In spite of this, the risk profile remains elevated in light of China's reopening of its borders after a three-year closure. On the same line, Guo Shuqing, party secretary of the People's Bank of China, made his remarks (PBOC).

 

Reuters, transmitting China unlock news, claimed that "about 2 billion journeys are anticipated this season, roughly doubling the volume of previous year, and recovering to 70% of 2019 levels," citing a statement from the Chinese government.

 

On the other side, PBOC's Shuqing stated, "The world's second-largest economy is likely to recover rapidly due to the country's optimal Covid-19 response and the continued implementation of its economic policies."

 

The US Dollar Index (DXY) fell the most in three weeks the day before, down 0.20% intraday to 103.70 as of press time, as the US employment report failed to excite greenback purchasers and the US activity numbers stoked fears of an economic slowdown.
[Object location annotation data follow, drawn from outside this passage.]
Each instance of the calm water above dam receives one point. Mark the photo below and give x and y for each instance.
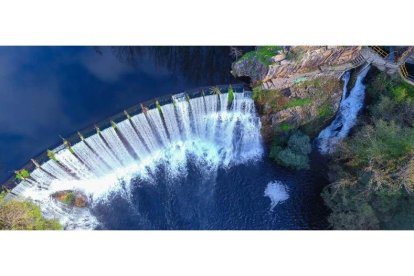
(58, 90)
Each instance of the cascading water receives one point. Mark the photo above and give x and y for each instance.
(347, 115)
(208, 129)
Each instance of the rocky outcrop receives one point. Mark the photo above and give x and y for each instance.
(299, 63)
(308, 105)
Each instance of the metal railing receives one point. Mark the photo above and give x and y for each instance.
(121, 116)
(405, 74)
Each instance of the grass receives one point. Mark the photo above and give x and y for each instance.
(263, 54)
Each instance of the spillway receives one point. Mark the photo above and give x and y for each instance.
(207, 127)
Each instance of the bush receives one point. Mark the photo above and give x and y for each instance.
(263, 54)
(293, 160)
(24, 215)
(292, 153)
(300, 143)
(373, 172)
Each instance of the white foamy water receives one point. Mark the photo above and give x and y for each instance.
(204, 129)
(277, 193)
(347, 115)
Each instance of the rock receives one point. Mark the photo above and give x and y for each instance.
(298, 62)
(279, 57)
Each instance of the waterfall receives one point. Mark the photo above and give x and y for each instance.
(347, 114)
(204, 128)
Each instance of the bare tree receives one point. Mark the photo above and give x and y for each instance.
(235, 52)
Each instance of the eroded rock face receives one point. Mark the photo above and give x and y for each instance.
(299, 61)
(71, 198)
(308, 105)
(252, 68)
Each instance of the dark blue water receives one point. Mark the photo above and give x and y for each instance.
(51, 91)
(231, 200)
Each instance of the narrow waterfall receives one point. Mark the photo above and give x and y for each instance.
(208, 129)
(347, 114)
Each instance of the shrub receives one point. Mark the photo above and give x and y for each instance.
(297, 102)
(24, 215)
(293, 160)
(300, 143)
(263, 54)
(230, 96)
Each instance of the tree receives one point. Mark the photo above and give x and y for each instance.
(24, 215)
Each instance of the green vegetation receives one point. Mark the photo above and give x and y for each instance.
(292, 152)
(157, 104)
(69, 146)
(373, 170)
(325, 111)
(297, 102)
(22, 174)
(230, 96)
(113, 124)
(51, 155)
(263, 54)
(215, 90)
(23, 215)
(68, 198)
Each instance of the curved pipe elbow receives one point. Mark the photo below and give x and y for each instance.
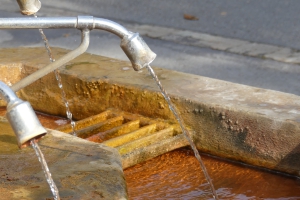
(7, 93)
(29, 7)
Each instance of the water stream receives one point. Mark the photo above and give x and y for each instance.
(184, 130)
(58, 78)
(45, 168)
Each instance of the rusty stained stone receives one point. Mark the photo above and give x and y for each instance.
(267, 133)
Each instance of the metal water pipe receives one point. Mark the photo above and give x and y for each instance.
(132, 44)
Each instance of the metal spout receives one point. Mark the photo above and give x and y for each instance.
(29, 7)
(21, 117)
(137, 51)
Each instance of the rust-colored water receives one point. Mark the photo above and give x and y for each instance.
(177, 175)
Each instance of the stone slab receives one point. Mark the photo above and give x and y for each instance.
(248, 124)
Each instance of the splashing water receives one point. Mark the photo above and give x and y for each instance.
(184, 130)
(58, 78)
(45, 168)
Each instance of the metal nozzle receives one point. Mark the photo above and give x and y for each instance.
(24, 122)
(21, 117)
(29, 7)
(137, 51)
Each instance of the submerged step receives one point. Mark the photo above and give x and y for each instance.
(137, 138)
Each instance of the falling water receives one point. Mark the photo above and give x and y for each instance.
(58, 78)
(45, 168)
(184, 130)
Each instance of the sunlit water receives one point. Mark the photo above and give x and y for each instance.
(177, 175)
(184, 130)
(58, 78)
(45, 168)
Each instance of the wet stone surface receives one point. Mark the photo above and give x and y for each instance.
(80, 169)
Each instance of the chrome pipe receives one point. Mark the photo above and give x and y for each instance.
(85, 38)
(132, 44)
(80, 22)
(29, 7)
(21, 117)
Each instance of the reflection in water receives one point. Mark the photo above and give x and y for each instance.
(177, 175)
(172, 176)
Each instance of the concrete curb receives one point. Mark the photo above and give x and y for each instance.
(243, 47)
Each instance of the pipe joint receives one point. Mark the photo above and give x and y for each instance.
(85, 22)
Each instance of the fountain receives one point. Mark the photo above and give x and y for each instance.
(252, 125)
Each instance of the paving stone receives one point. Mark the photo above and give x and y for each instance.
(280, 55)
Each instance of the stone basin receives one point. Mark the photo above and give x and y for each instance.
(76, 166)
(252, 125)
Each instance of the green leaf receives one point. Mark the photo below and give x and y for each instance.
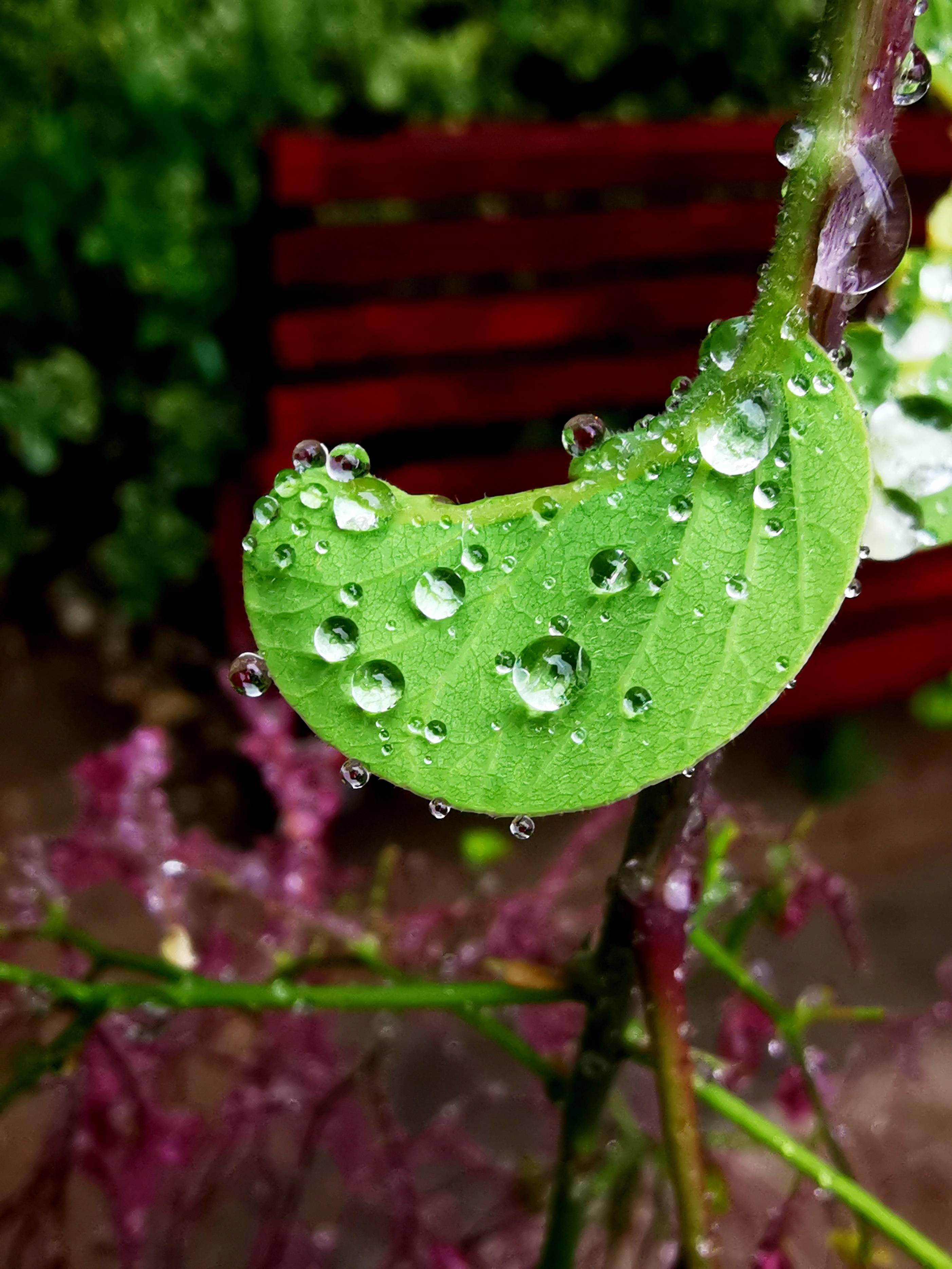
(720, 612)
It's worth mentioning that the previous day's disappointing US wage growth, ISM Services PMI, and Factory Orders weighed on Treasury bond yields and the DXY.

 

On a different page, reports regarding a delay in the restoration of the colonial pipeline and the Russia-Ukraine conflict appear to also benefit energy buyers. Traders fear additional rate hikes ahead of the release of the Consumer Price Index (CPI) for December from China and the United States on Wednesday and Thursday, respectively, which tests the positive momentum.